Un pugno rabbioso contro il suolo che sollevò sbuffi di polvere bianca, accompagnò la successiva, disperata esclamazione:

“E come si può sostenere che un essere umano abbia più valore rispetto a voi, come sostenere che abbia più dignità in un mondo che l’umanità stessa rende orribile?!

Le spalle scosse dai fremiti, il ragazzo rimase in quella posizione a lungo e il lupo lo scrutava, attento e pronto a comprendere ed assecondare ogni moto dell’animo di colui con il quale, da tempo, conviveva in un miracoloso legame.

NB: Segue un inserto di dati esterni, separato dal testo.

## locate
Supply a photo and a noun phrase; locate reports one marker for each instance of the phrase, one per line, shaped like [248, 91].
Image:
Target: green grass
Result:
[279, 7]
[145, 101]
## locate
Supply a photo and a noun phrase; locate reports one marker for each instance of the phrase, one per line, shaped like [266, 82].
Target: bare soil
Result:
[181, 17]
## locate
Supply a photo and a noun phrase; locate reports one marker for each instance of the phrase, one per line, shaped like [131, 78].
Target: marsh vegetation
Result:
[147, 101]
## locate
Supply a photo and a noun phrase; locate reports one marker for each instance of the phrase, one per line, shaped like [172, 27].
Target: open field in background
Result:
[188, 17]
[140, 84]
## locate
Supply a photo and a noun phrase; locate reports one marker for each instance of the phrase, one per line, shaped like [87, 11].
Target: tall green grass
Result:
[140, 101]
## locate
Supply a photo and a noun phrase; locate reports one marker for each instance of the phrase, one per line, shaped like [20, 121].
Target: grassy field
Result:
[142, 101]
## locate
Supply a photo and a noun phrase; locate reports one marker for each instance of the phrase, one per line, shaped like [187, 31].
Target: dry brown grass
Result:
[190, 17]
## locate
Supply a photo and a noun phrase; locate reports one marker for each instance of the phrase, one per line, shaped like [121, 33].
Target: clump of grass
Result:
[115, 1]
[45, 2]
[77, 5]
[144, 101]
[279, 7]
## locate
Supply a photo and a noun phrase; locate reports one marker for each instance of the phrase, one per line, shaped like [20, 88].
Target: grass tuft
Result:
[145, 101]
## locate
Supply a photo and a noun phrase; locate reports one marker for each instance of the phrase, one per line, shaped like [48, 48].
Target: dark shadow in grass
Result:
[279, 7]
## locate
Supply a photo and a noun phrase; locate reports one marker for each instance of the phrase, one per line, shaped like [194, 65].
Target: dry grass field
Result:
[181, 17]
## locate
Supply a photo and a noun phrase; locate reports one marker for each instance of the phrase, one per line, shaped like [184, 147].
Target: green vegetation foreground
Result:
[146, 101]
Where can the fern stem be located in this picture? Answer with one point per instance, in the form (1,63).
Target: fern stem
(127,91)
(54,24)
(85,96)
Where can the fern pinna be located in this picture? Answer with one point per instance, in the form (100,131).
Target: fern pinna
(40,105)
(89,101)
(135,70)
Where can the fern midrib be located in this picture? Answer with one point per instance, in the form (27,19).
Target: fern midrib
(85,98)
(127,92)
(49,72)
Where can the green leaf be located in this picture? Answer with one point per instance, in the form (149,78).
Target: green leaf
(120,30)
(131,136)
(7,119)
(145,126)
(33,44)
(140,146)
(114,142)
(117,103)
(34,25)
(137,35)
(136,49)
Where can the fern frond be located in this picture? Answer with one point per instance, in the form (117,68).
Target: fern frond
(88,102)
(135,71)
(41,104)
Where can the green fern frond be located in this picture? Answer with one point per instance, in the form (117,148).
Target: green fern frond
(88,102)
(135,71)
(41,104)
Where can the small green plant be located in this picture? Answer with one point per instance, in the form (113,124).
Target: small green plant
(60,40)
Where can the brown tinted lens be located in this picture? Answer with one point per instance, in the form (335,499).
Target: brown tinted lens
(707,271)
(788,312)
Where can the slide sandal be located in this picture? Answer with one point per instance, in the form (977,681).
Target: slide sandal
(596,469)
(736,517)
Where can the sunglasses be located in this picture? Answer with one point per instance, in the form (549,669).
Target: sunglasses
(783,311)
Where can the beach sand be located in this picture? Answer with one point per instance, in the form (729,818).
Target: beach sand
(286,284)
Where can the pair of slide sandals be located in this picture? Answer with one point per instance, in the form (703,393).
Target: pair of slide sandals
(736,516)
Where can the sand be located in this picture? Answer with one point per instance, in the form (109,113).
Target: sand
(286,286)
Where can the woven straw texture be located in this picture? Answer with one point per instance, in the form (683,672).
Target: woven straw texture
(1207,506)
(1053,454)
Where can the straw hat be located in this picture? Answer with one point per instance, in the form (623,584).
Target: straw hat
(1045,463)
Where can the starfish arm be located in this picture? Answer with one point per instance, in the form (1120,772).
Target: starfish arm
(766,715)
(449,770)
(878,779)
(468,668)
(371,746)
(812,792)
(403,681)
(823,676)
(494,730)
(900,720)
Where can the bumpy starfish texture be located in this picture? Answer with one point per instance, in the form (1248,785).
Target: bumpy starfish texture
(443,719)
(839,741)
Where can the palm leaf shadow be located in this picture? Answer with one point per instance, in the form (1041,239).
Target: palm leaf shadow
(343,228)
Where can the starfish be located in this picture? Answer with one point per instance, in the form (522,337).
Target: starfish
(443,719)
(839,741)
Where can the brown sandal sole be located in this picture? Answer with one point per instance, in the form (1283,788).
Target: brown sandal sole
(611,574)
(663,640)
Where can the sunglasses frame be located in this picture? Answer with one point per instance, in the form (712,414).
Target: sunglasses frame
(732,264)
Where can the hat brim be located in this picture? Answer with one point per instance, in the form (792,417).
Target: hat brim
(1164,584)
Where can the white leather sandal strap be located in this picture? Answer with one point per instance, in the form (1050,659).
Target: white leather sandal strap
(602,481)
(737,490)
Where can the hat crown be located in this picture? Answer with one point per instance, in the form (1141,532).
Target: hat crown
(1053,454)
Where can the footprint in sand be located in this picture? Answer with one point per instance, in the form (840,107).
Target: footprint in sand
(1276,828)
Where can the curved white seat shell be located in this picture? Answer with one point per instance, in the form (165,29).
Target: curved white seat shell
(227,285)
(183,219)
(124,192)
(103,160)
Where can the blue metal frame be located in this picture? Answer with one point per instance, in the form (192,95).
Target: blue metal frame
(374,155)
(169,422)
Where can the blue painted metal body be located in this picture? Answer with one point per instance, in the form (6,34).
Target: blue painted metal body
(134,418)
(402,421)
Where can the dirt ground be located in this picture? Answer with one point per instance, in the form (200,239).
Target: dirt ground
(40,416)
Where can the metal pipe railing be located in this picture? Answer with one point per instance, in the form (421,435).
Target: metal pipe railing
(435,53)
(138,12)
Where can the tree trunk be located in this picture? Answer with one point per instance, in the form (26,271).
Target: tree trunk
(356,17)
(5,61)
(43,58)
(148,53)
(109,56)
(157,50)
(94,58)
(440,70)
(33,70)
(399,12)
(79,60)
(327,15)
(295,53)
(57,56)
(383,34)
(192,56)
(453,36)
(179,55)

Ogni tanto, dopo essersi riaccucciato, discreto, al suo fianco, sollevava una zampa, a sfiorarlo gentilmente, come a ricordargli che lui era presente e che, finché fossero rimasti insieme, niente nell’universo avrebbe potuto ferirli.

All’ennesima, soffice carezza, il giovane si riscosse, lo guardò, prese quella zampa tra le proprie mani:

“Io sono come te, sono diventato lupo e resterò lupo fino alla fine dei miei giorni, solo così mi riterrò degno ed orgoglioso di vivere! Non mi riconosco e non mi riconoscerò mai più nella natura umana che tutto distrugge! Gli esseri umani se la sognano la dignità dei lupi!”

Lo scodinzolio di Jing si fece frenetico e, contemporaneamente, si alzarono entrambi, un attimo prima che un lungo ululato squarciasse l’ovattato silenzio.

“Il nostro branco ha fame, non facciamoli attendere oltre!”

In balzi veloci si lasciarono il bosco alle spalle e risposero a quel richiamo selvaggio con il loro doppio ululato che si innalzò minaccioso verso il pallido cielo di Asgard.